The workflow does not force a yes/no outcome when evidence is mixed.

How AI should fit into the workflow

Your agent is useful for:

  • Gathering and normalizing public sources
  • Extracting claims from long documents
  • Recalculating transparent formulas
  • Comparing current and older pages
  • Monitoring named triggers
  • Formatting the ledger and change log

Keep human control over:

  • Scope and materiality
  • Source independence
  • Interpretation of incentives and people
  • Risk tolerance and personal decisions
  • Final verification of decisive evidence

NIST’s AI Risk Management Framework emphasizes governance, mapping context, measurement, and management, while its AI Resource Center highlights testing, evaluation, verification, and validation (NIST AIRC). Those concepts translate well here: define the context, test the output, and preserve accountability.

Use How to Verify AI Crypto Analysis before moving any AI-generated sentence into the verified column.

Workflow quality checks

Before marking a report reviewed:

  • The exact asset and current contract are unambiguous
  • Every material conclusion maps to claim IDs and sources
  • Dates, units, and definitions align
  • Important formulas were recalculated
  • Current deployments map to code and audit scope
  • Liquidity tests state size, pair, venue, and time
  • Transfers are not described as intent without evidence
  • Strongest counterevidence is present
  • Unknowns are visible
  • Review dates and event triggers are set
  • A second reader can reproduce the decisive steps

Limitations and counterevidence

  • A complete template can encourage box-checking; remove irrelevant sections and deepen material ones.
  • Public evidence may be incomplete or revised.
  • The workflow cannot guarantee safety or predict price.
  • More data can increase noise if the question is poorly scoped.
  • AI can reproduce source errors or generate plausible but unsupported claims.
  • A reviewer can share the original author’s bias.

The workflow improves traceability, not certainty.

Using the template in BlockMind

Save the copied template in your Notebook so it receives a stable NB-number and can be updated over time.
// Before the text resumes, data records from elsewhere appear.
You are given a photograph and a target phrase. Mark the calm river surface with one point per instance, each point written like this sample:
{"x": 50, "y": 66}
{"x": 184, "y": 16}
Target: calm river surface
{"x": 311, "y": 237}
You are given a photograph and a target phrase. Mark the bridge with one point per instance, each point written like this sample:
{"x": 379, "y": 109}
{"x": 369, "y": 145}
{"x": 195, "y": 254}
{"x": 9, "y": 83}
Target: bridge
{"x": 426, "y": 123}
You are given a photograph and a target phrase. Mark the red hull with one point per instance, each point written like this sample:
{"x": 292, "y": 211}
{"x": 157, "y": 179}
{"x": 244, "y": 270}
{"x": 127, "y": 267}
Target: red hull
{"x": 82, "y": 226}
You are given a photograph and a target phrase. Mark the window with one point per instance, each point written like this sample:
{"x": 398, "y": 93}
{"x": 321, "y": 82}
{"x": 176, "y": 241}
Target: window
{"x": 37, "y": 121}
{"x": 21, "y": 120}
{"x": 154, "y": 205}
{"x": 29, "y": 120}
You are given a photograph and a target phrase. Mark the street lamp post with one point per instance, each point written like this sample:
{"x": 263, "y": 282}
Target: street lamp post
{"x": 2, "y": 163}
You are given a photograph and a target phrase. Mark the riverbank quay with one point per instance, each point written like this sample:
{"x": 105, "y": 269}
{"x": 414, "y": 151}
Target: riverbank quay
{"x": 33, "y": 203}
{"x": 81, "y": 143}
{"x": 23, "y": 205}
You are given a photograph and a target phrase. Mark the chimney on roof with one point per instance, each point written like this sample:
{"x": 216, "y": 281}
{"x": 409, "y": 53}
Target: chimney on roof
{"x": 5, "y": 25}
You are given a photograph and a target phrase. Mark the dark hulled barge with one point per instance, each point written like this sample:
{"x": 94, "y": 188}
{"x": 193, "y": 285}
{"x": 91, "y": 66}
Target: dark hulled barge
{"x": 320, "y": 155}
Ask your BlockMind agent to populate the mechanical fields with current sources, preserve unknowns, and create monitoring conditions for material triggers. Its research capabilities, on-chain intelligence, and browser can support different evidence layers.

Example request:

“Create a research record for [asset] using this template. Complete the source and claim ledgers first, stop any claim from becoming verified without direct evidence, show formulas and timestamps, and ask me to judge the final interpretation.”

The Bottom Line

The best crypto research template is not the one with the most fields. It is the one that makes weak evidence, conflicting definitions, calculations, counterevidence, and staleness impossible to hide.

Copy the workflow, scope the question, preserve the claim and source ledgers, separate observation from interpretation, and set the events that reopen the work. Research earns trust when another reader can reproduce it and when future evidence can change it cleanly.